Well today seems as good of day as any. I have been chewing since I have been 15 years old and I am not too far past 23. I have been a pretty consistent user and have gone from the causal chewer to the in denial addict to the guy who has claimed to have quit umpteen million times and always ends up back at square one- being comfortable with the fact that I chew and aignt nothing anybody can do to change that.
Came across this site with a fat lipper in at the office yesterday and after having been on the fence of mustering up the courage to try and go one more round with walking away from it for good, I figured why the hell not!
I have been off the chaw for just about a 20 hours now and I would be lying if I said it wasn't tempting me already. I have made a few weeks and months on occasion but its never a walk in the park.

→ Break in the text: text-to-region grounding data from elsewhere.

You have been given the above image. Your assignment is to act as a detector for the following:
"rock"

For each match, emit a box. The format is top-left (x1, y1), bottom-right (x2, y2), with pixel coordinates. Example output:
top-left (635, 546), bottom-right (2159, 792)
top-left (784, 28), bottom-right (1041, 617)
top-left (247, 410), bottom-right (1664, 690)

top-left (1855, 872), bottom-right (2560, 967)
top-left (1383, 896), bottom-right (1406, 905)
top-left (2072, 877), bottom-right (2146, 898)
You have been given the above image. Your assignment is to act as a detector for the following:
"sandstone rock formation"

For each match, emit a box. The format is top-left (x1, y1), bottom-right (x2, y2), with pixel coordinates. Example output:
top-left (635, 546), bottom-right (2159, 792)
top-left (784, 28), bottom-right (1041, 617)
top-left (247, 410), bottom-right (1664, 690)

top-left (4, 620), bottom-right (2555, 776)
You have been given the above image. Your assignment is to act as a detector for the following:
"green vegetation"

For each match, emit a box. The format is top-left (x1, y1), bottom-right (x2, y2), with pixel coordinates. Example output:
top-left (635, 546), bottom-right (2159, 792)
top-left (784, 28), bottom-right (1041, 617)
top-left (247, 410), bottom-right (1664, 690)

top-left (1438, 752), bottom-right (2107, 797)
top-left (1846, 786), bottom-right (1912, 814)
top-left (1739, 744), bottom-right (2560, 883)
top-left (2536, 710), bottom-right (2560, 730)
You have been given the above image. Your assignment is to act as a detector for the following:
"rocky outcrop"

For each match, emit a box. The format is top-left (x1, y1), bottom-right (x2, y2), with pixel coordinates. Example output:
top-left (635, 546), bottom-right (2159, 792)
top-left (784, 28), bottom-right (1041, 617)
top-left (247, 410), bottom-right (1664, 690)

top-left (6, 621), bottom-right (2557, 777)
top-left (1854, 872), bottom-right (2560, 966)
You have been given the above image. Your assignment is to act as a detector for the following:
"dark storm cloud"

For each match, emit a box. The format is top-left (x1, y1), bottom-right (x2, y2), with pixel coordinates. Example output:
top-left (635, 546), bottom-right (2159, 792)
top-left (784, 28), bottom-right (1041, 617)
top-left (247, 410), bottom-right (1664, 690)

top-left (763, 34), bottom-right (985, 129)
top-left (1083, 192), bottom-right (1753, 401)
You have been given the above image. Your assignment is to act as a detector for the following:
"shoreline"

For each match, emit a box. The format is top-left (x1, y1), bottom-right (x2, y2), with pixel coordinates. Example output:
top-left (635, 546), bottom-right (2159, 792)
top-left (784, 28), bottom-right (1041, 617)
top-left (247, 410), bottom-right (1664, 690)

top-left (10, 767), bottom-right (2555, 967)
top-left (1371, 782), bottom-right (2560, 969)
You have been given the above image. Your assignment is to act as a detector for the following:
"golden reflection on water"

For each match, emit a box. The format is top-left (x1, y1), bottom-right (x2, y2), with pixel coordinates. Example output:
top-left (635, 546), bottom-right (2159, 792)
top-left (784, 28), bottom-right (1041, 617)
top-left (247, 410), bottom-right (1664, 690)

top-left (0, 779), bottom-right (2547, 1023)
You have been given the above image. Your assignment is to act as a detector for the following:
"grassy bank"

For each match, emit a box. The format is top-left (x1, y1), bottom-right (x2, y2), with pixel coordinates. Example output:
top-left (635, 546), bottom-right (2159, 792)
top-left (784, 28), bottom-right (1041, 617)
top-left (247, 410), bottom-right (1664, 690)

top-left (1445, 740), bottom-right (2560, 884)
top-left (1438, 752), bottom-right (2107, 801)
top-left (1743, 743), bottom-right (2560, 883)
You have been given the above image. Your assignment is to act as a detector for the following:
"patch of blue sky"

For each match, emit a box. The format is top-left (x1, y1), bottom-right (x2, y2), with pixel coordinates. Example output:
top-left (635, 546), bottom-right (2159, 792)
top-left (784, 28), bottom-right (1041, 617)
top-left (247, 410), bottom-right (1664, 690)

Reading the stories and some of the posts on here is as good as a motivator as any that it can be done and it is all up to me to do it.
I have a beautiful girlfriend I am moving in with and would like clear the first week of pure anxiety and instability while we aren't under the same roof.
This has been a long time coming and have not been comfortable with myself buying tin after tin and telling myself and everyone "This is my last one" and setting a quit date to get to it and say "I still have half a tin, I will start when it is gone". No more denial and no more backing down from the challenge. This is a victory that is worth fighting for and this is a victory I need to prove to myself I can overcome this obstacle.